Technical writing

The Voidly Parquet export pipeline: nightly snapshots from TimescaleDB to HuggingFace

· 12 min read· AI Analytics
CensorshipVoidlyData engineeringOpen dataInfrastructure

Every night at 00:30 UTC, a cron job runs on the TimescaleDB host that exports yesterday's probe measurements to Parquet and pushes them to HuggingFace Hub. By 01:30 UTC, the emperor-mew/global-censorship-index dataset reflects all measurements up through the previous midnight. This article covers the export pipeline in detail: schema mapping, compression settings, partitioning strategy, HuggingFace push mechanics, post-push verification, and what happens when the job fails.

For background on what the published dataset looks like and how to consume it, see the companion article: The Voidly open datasets on HuggingFace: structure, daily snapshots, and filter recipes.
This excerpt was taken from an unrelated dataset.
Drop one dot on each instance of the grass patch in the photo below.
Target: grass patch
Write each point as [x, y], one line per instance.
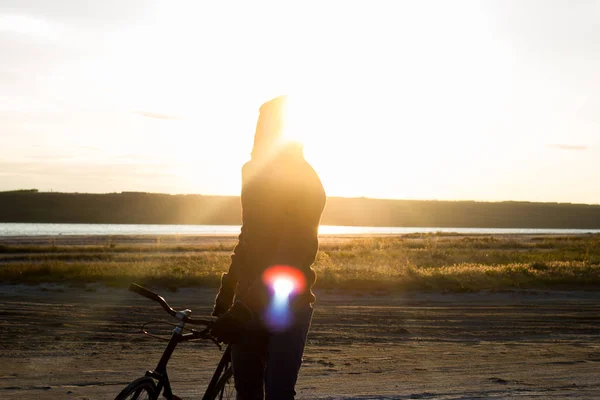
[411, 262]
This article is about the plumbing behind those snapshots.

Schedule and trigger

The export runs via a system cron job at 30 0 * * * UTC — 00:30, thirty minutes after midnight. The offset is intentional: TimescaleDB's compression policy runs at midnight, compressing the previous day's chunks. The export waits for that compression pass to complete before reading, for two reasons.

First, compressed chunks are dramatically faster to scan. A full day's worth of measurements — typically 1.8–2.4 million rows — occupies roughly 800 MB uncompressed in the hypertable. After TimescaleDB's columnar compression runs, that same chunk compresses to approximately 60–90 MB. Reading compressed chunks is roughly 8x faster than reading the same data from uncompressed hot storage because the query touches far fewer disk pages. Second, reading from compressed chunks rather than the active chunk means the export query does not compete with inbound probe writes for buffer pool space or I/O bandwidth.

The 30-minute buffer has never been too short in practice. TimescaleDB's compression worker finishes the previous day's chunks within 4–8 minutes of midnight on the current hardware. A monitoring alert fires if the export job starts and finds any of the target chunks still in the uncompressed state.

PyArrow schema definition

The Parquet schema is defined once in Python as a pa.schema object and reused across all export paths. This ensures that incremental daily files and monthly full snapshots always have identical schemas, which is required for DuckDB to treat them as a single logical dataset.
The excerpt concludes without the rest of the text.